The streets of Syracuse would be filled with students and fans celebrating the arrival of the biggest game of the year. If stores and hotels didn’t protect themselves from the overflowing crowds in the streets, there was no telling how much damage could have been caused.

Dominated by nothing but school spirit, the rivalry weekend, filled with events and contests, put the Syracuse and Colgate campuses on football lockdown.

‘My fraternity always wanted to go down to Colgate’s chapter to take something from their house,’ Beyer said. ‘They always wanted our Saltine Warrior.’

The week leading up to the game left no student safe. Groups from both schools would drive to the rival school and find an unsuspecting student to kidnap and scalp. Once returned to their respective school, they would have an ‘S’ or a ‘C’ on the back of their heads.

Syracuse students once tried to kidnap the entire Colgate band and take them to Thornden Park to scalp every member. The plan was unsuccessful, but it only showed the extremes these schools went to for the purpose of proving superiority over their rival.

In 1958, three SU students rented a plane to fly over Colgate to litter the campus with pamphlets that announced Syracuse as the better team and to pour orange dye into Colgate’s Taylor Lake.

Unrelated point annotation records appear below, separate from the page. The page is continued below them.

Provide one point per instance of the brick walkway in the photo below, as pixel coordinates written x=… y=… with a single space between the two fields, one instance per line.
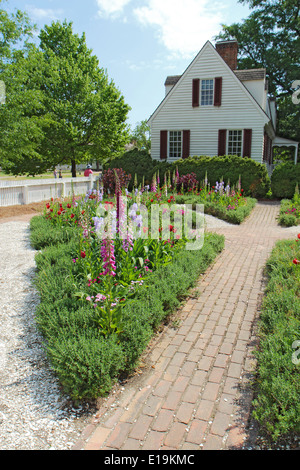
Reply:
x=195 y=391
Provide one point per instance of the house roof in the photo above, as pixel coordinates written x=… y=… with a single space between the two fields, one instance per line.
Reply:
x=251 y=74
x=243 y=75
x=174 y=79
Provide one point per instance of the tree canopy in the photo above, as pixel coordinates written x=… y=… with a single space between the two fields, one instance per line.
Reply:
x=61 y=107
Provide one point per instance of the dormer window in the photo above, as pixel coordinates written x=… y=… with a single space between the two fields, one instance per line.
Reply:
x=207 y=92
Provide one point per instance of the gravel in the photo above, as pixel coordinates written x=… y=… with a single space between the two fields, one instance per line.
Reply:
x=34 y=415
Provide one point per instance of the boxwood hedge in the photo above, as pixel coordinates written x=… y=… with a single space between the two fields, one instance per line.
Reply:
x=254 y=176
x=86 y=363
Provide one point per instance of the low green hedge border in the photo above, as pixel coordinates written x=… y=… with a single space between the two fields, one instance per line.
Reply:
x=277 y=405
x=286 y=219
x=254 y=176
x=86 y=363
x=284 y=180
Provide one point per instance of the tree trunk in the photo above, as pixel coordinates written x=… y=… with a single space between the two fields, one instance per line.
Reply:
x=73 y=168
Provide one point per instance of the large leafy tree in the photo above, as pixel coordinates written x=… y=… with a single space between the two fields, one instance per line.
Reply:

Out of revenge, Colgate students retaliated by having a plane drop red paint onto Archbold Stadium.

Eventually, it all had to simmer. A compromise in a neutral location was needed between the two warring parties.

In 1949, student representatives from both schools met in Cazenovia, N.Y., the midpoint between Syracuse and Colgate. A pact was signed that outlawed vandalism and set up specific rules and times during which pranks could take place.

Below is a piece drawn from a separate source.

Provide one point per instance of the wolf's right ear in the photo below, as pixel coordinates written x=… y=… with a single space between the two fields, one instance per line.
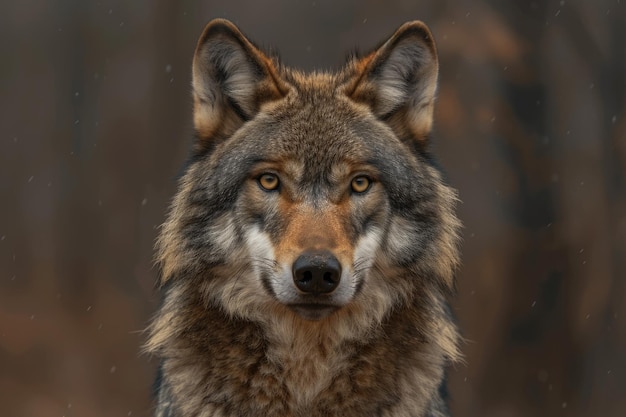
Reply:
x=231 y=79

The following year, a verbal agreement of mutual respect replaced the terms of the pact.

Still, the agreement was often disobeyed. At least until the late 1950s, when the Orangemen overtook the rivalry to the point where the game became boring. The weekend was no longer fun, as Colgate couldn’t compete with the football powerhouse Syracuse became.

The last time they played for a while was in 1961, when eventual Heisman Trophy winner Ernie Davis and the Orangemen handed the Raiders a 51-8 loss. Davis got the ball just once and threw his first touchdown pass of his career on a pitch to John Mackey for a 74-yard touchdown.

Not even a two decade-plus hiatus of the rivalry could give Colgate a chance.

‘When I was there, it wasn’t much of a rivalry,’ former Colgate running back Kenny Gamble said. ‘With a lot of our fans, it was more hype than anything that we did.’

Gamble played in the game when the Orangemen and Raiders last met during the 1987 season. It was a mere reincarnation of the 1961 game, except with another Syracuse Heisman-hopeful.

Syracuse rolled over Colgate 52-6 behind a strong start by quarterback Don McPherson, who led the Orangemen to an 11-0-1 season.

‘They really handled us physically. They were better than us in every aspect,’ Gamble said. ‘We kept it fairly close for a quarter.’

Twenty three years later, the rivalry hasn’t been reborn, only rekindled. The memories are there for those who witnessed the former boisterous weekends when the games triggered the truest — and sometimes harshest — feelings of school pride. But they remain unknown for those who were never a part of them.

A part of the insanity. The boarded-up windows. The empty hotel foyers. The kidnappings. The scalping. The exoduses. The warring frats. The orange lakes. The red Syracuse grass. The flyovers. The treaties.

But before the treaties, there were the wars. There was the war. On and off the field.

Maybe the greatest war between colleges the state has ever seen. The greatest New York college football rivalry.

For now, Colgate is the winner of the war, with two more wins than Syracuse. But starting Saturday, the big bully, Syracuse, will start its latest attempt to win the war outright.

Even if it is now one solely waged on the Carrier Dome turf.

Even if the Sheraton University Hotel and Conference Center and the Genesee Grande Hotel won’t have to clear their lobbies.